The Way of Kings by Brandon Sanderson

So I have finished Brandon Sanderson’s 1,001 page opus, “The Way of Kings”.  He has begun his story.  This man is a world-builder and a character creator.  If I was gaming with him, he’d have a different character at each gaming session and would be begging the GM to let him use 3 at a time.  If he was a GM, we’d not get very far down the corridor, but we would know all about it and have a great time.

I wish I was as… verbose.  I have a tendency for brevity.  I put down a skeleton of a story and then feel I am done.  I stick to one or two characters.  I catch myself using cliched tropes, derivative reworkings.  This man created a whole different world, an alien place, not some slightly skewed mirror.  Magical storms rage across it, so the plants have adapted, drawing themselves in to shells to avoid damage.  The main creatures are shelled monsters.  The magical storms infuse magic into gemstones, which are used as both currency and as a light source.  The ultimate warriors of the world use shardblades, which cut through souls and through inanimate objects like butter.  He crafted several cultures and included fascinating details, such as a way of controlling women that is worse than a burka- showing your left hand is considered indecent.

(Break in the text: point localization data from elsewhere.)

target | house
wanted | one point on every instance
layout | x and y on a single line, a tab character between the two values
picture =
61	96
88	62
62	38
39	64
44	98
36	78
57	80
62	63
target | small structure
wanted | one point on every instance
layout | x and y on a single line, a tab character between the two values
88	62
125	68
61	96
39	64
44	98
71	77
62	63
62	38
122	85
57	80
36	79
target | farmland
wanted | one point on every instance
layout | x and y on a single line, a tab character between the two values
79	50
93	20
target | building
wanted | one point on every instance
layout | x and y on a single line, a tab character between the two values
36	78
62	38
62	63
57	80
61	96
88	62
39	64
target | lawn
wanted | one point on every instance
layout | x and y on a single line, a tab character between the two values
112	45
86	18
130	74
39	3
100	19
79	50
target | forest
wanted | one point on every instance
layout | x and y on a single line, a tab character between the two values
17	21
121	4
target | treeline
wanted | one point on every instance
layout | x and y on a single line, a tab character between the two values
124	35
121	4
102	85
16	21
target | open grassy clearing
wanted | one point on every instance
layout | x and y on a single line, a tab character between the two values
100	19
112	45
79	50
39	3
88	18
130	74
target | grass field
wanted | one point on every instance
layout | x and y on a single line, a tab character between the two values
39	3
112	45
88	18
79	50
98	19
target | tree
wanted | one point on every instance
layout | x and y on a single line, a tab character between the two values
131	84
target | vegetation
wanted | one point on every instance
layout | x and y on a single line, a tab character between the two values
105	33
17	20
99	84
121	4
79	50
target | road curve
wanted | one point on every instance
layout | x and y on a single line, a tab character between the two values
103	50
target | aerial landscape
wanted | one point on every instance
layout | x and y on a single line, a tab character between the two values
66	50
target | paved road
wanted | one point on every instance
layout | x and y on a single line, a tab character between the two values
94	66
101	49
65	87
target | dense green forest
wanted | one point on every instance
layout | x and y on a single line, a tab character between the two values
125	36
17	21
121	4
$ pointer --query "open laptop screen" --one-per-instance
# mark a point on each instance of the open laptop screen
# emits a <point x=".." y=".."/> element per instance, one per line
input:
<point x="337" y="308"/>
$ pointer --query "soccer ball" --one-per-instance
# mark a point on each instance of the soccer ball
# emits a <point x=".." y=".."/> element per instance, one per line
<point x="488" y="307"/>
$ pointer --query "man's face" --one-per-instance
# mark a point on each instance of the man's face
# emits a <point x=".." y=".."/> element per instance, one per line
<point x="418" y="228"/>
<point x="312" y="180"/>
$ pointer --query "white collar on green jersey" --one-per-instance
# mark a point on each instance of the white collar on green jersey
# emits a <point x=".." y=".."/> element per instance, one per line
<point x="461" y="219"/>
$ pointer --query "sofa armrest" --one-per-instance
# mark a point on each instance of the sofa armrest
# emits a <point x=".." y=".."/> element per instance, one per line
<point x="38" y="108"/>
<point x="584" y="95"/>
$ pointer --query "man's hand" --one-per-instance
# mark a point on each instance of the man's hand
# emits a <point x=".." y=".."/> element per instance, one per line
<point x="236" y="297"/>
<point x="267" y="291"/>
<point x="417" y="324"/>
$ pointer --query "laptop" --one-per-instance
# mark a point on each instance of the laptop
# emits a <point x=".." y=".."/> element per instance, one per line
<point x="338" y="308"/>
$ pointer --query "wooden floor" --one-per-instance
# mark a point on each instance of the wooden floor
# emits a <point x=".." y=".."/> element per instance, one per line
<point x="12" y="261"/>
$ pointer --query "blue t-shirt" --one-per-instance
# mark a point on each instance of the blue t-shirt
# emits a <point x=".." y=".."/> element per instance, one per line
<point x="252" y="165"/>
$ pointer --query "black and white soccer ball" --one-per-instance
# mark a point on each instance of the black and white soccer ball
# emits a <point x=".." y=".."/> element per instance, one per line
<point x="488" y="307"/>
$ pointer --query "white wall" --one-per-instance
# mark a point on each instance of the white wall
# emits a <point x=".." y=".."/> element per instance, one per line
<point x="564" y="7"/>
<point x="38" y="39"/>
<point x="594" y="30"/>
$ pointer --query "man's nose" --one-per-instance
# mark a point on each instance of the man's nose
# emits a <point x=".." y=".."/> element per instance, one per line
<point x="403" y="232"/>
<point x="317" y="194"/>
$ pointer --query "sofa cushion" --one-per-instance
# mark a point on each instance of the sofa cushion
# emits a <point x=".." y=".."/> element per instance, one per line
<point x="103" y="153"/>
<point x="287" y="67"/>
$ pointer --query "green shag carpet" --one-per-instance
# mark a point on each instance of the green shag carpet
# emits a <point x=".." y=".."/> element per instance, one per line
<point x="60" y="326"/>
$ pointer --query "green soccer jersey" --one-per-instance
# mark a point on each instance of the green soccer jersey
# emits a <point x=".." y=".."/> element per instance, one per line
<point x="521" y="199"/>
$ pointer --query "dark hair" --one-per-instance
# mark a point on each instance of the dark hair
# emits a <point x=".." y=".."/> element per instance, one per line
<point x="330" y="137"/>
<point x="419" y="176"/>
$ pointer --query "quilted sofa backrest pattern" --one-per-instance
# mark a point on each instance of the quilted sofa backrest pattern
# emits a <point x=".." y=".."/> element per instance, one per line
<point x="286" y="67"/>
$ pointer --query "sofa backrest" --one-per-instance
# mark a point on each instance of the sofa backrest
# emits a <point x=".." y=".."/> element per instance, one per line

He touches on themes of war and peace, of the dichotomy between the thrill and horror of battle.  He explores the nature of fate, religion and honor.  As with his other works I’ve read- very few people are truly good, and those who are don’t think they are.

He introduces four main characters with three main story lines- a slave who becomes a hero, a “mad king”, an assasin under a geis, and a young scholar with a secret.  I tried to go through to figure out how many characters there are- not walk throughs, mind you, characters, and lost count at about twenty. In one chapter he introduces a character that he never mentions again!  It is a testimony to his skill as a writer that I kept on reading- while the scale was epic, he cares about every one of those characters.

Should I touch on the author’s presumed religion (he teaches at Brigham Young in Utah) or would that be dangerous ground?  From what I know, they encourage creative thought over there, let’s just leave it at that.

Overall, I’d recommend the book, but I think it could have stood paring down by about 500 pages.